Saturday, December 6, 2008

want a piece of me?

last night i lay me down to sleep with a year old baby latched onto my breast, a husband latched on to my breast and a three year old attempting to sleep on my neck. ah, rest. I'm not sure how I'm supposed to handle the day, much less do it with aplomb. Hubby took the three year old off to play squash so I took food over to an expectant mother of twins, holy shit, and took a stroller stroll to some stores. Got two beautiful ornaments, a woodcut of a tree and a red red cardinal. (as part of my incredible debtload, I am throwing caution to the wind...and still shopping... ) The cardinal is my 'bluebird' and I see it as proof that there is a higher power. There is simply no biological reason why a bird should be crimson, except to remind us that God can do whatever he wants. Everywhere we've lived in the past ten years except nyc has given us a pair of cardinals, and I am incredibly happy for it. We live now in a small urban milltown outside of Providence, and are very surprised by the birds we still can find. And the cardinals hang out by my window.

I'm getting to a point where I"m supposed to be thinking about weaning my younger boy. I can't tell you how I dread the transition. I don't have the older one's experience to fall back on as he weaned himself at nine months. This second baby is a true mama's boy, and it is so easy SO EASY to feed him this way. And if I wean him, do I have to let him sleep in the crib? He sleeps with us now and I love it and miss his simple warmth when he's not there. And there is also the recurring question of the distance he puts between my husband and I . Do I want it there or not?

Friday, December 5, 2008

it seems that with the constant interruption of children and life's 'duties' that posting will be piecemeal , some days with minutes to spare and others with none. how to redefine an expression of personality?
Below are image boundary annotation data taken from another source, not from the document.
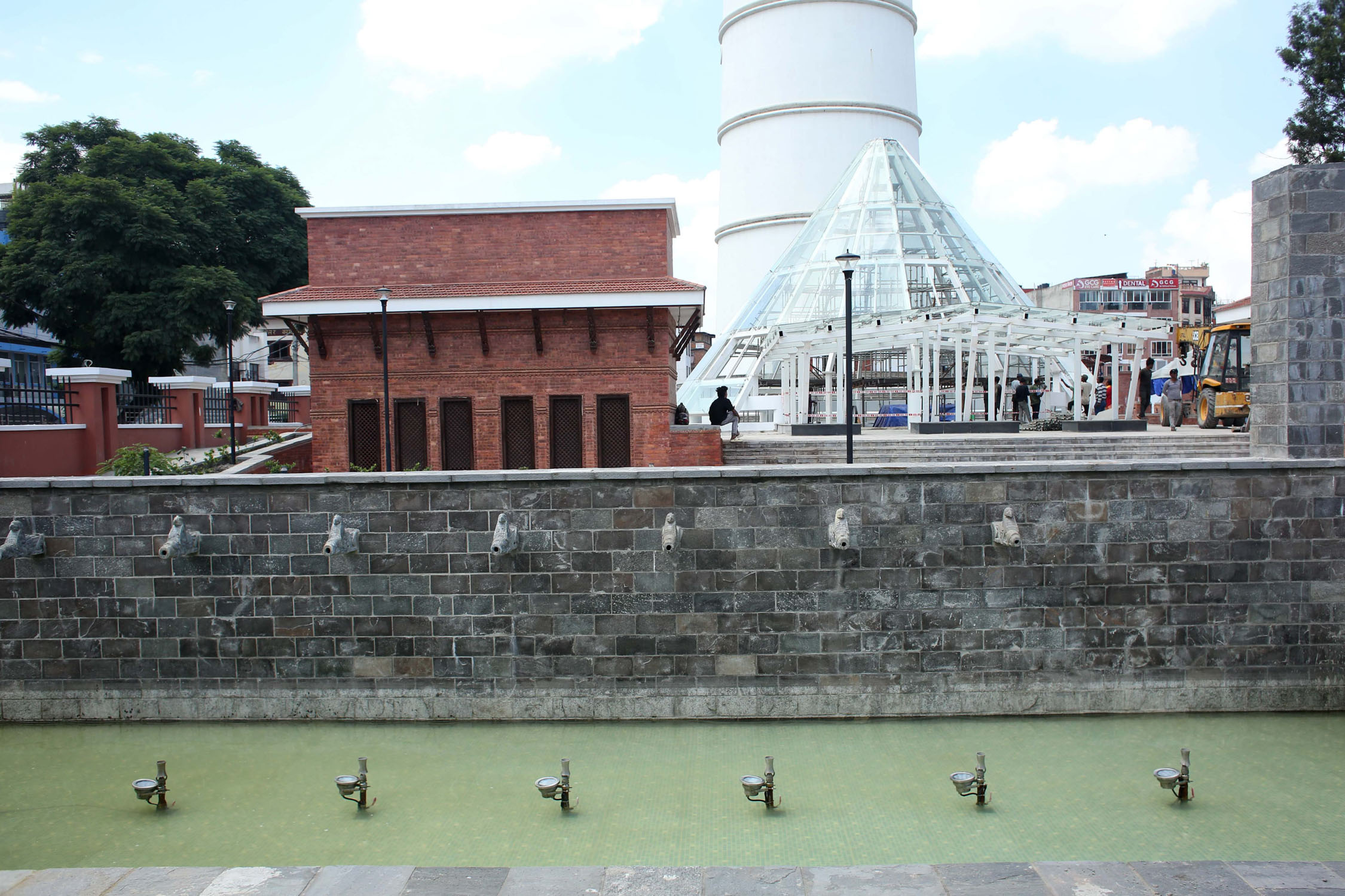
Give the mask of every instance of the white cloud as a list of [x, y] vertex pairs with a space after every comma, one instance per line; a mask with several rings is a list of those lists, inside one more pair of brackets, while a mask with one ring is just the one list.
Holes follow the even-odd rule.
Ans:
[[487, 87], [522, 87], [570, 59], [640, 42], [667, 0], [364, 0], [359, 47], [390, 64]]
[[720, 172], [699, 180], [675, 175], [654, 175], [644, 180], [623, 180], [603, 193], [603, 199], [677, 200], [682, 235], [672, 240], [672, 270], [682, 279], [714, 287], [720, 253], [714, 228], [720, 223]]
[[26, 152], [28, 152], [28, 146], [23, 144], [0, 140], [0, 183], [13, 180], [13, 173], [19, 169], [19, 163], [23, 161]]
[[1155, 56], [1236, 0], [921, 0], [919, 54], [1029, 52], [1042, 39], [1104, 62]]
[[986, 214], [1038, 218], [1089, 187], [1151, 184], [1196, 164], [1185, 128], [1145, 118], [1107, 125], [1091, 140], [1057, 133], [1059, 121], [1025, 121], [990, 144], [975, 175], [975, 203]]
[[1252, 193], [1216, 200], [1209, 181], [1197, 181], [1167, 214], [1145, 254], [1155, 265], [1209, 262], [1209, 283], [1221, 302], [1247, 298], [1252, 281]]
[[1293, 164], [1294, 159], [1289, 154], [1289, 137], [1280, 137], [1278, 144], [1266, 152], [1256, 153], [1256, 157], [1252, 159], [1252, 164], [1247, 165], [1247, 173], [1252, 177], [1260, 177], [1262, 175], [1268, 175], [1272, 171], [1283, 168], [1284, 165]]
[[484, 144], [476, 144], [463, 150], [463, 159], [472, 168], [506, 175], [560, 157], [561, 148], [553, 144], [550, 137], [508, 130], [491, 134]]
[[0, 101], [4, 102], [51, 102], [61, 99], [55, 94], [34, 90], [22, 81], [0, 81]]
I've checked into my chakras, relaxed, reset my chakric flows, worked on some sacral chants and all for the better. although what you see when you look is a beleagured housewife who has begun to cook things other than spaghetti and chicken nuggets. and i got my husband a cat. not necessarily a fantastic change. trying so fucking hard to expand my daily. and what of the wifely ? i'm not at all sure that such an aspect exists. and i certainly don't know how to address it if it does. which chakra is that? love? how can it be love when it is so inextricable from duty? clearly, i am not a fount of wifely love these days. thinking much more about how to get through each day than how to provide love for another adult. wishing very very regularly for some compassion to receive and give and grow more full in. . .
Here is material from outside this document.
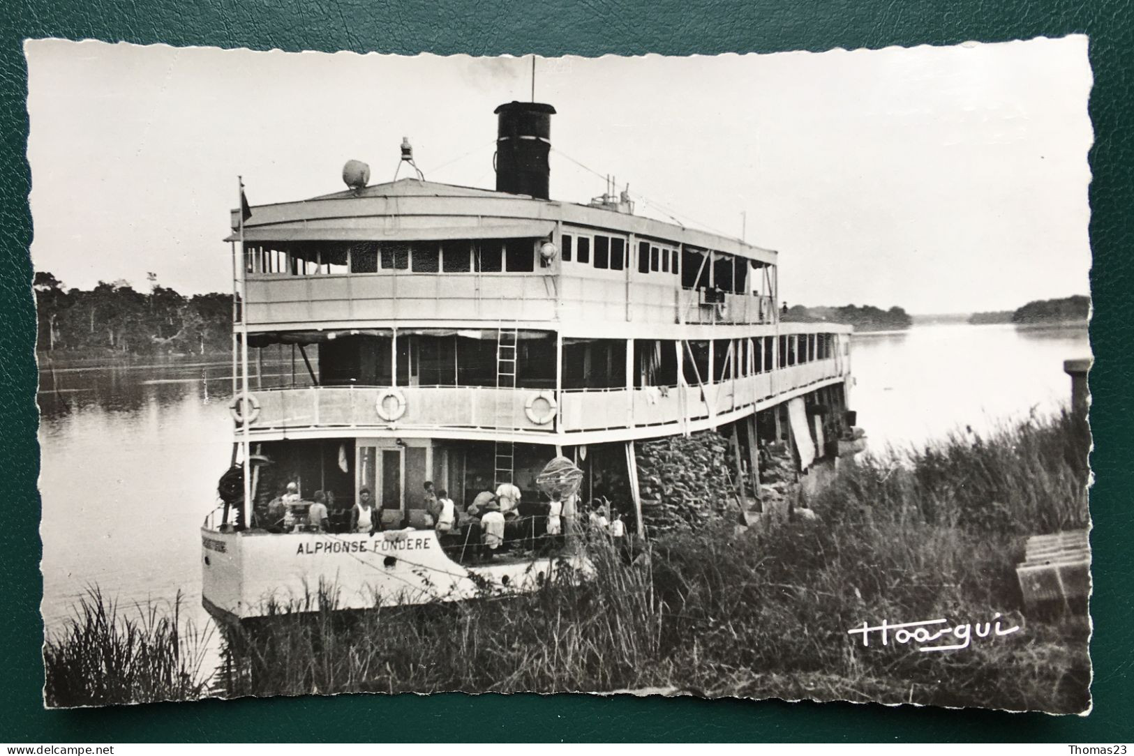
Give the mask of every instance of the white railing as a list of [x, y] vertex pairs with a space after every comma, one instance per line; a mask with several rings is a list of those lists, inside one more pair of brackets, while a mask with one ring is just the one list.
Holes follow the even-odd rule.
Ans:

If I spent time on what my first post would be, thought-wise, I would not do anything. Like so many aspects of my life, it would simply get put on hold indefinitely. I'm a wife and a mother, and what else may be or may have been, is all on hold. I clean, I bathe children, I wash dishes, and I wait and work around other adults as they pass through the space I live in. IT is enough. and yet not nearly.